"SHAMBLES" and "nightmare" were the words on teachers' lips in colleges and schools this week when they and their pupils grappled with the first batch of AS-level exams. As our report shows, schools are coping with overladen timetables, spiralling costs and confusion about how the exams will be marked and where the grade boundaries will fall. One student is taking eight-and-a-half hours of exams in a single day. It cannot be right that her future prospects depend on a schedule more demanding and more stressful than that of many of her peers.

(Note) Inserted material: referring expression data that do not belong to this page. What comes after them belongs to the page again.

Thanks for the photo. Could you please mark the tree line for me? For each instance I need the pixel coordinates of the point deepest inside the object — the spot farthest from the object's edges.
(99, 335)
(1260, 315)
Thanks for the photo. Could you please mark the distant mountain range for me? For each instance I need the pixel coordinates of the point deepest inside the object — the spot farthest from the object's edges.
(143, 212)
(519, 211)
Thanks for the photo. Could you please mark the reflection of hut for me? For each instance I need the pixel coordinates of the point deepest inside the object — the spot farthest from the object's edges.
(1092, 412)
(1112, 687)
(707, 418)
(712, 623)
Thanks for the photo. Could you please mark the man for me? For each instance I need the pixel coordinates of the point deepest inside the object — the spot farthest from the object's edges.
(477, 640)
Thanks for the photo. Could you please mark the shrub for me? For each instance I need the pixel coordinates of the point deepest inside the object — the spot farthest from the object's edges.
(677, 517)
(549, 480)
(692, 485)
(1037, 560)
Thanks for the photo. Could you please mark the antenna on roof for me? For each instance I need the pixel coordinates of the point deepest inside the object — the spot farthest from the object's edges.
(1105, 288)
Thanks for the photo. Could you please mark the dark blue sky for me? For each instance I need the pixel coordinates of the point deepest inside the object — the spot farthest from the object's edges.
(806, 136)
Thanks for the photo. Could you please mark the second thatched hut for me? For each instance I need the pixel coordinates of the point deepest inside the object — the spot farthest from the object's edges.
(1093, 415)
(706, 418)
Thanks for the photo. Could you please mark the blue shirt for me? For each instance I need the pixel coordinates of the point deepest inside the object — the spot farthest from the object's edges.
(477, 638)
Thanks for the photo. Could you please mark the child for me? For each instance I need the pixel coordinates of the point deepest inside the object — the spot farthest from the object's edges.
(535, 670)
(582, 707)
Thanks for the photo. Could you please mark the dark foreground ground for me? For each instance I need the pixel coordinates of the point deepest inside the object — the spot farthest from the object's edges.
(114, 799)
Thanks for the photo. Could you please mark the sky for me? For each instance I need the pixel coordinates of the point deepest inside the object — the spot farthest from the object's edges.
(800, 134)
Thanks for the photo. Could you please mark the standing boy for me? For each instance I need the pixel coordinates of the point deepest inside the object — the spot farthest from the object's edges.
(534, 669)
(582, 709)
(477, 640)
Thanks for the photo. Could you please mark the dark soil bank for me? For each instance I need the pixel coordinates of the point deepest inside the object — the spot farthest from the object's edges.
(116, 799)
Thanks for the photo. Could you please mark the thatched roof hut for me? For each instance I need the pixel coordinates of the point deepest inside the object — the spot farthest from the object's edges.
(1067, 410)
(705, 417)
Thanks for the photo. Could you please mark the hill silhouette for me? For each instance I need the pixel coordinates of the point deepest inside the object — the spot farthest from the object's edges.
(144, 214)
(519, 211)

Worst of all, there remain niggling doubts about whether it is all going to be worthwhile. Will universities, notoriously cautious and conservative bodies, take much, if any, notice of the new AS-levels? Or will they simply do as they have always done, and base admission on three A2 grades in the subjects most closely related to the applicants' chosen course? The purpose of the reform is laudable: to broaden sixth-form study and give pupils who decide to leave teir courses after a year a useful qualification. Teachers have long pressed for a wider spread of subjects at A-level, and in the absence of the political will for more radical change, they will want to make AS-level work. But ministers have seriously underestimated the upheaval caused by the new system.
Ultimately, they will need to look at the burden of public examinations. This week, some leading independent schools said that they might abandon GCSEs and enter candidates for only AS and A2. Many teachers in state schools will share their view that schools are spending too much time examining and too little teaching. Under the new system, pupils are being examined for two terms and taught for four. In the days of the old A-level, they were taught for five and examined for one. As the number of tests between the ages of five and 18 proliferates, the time has come to consider different forms of assessment that will involve fewer external examinations and depend more on teachers' judgment.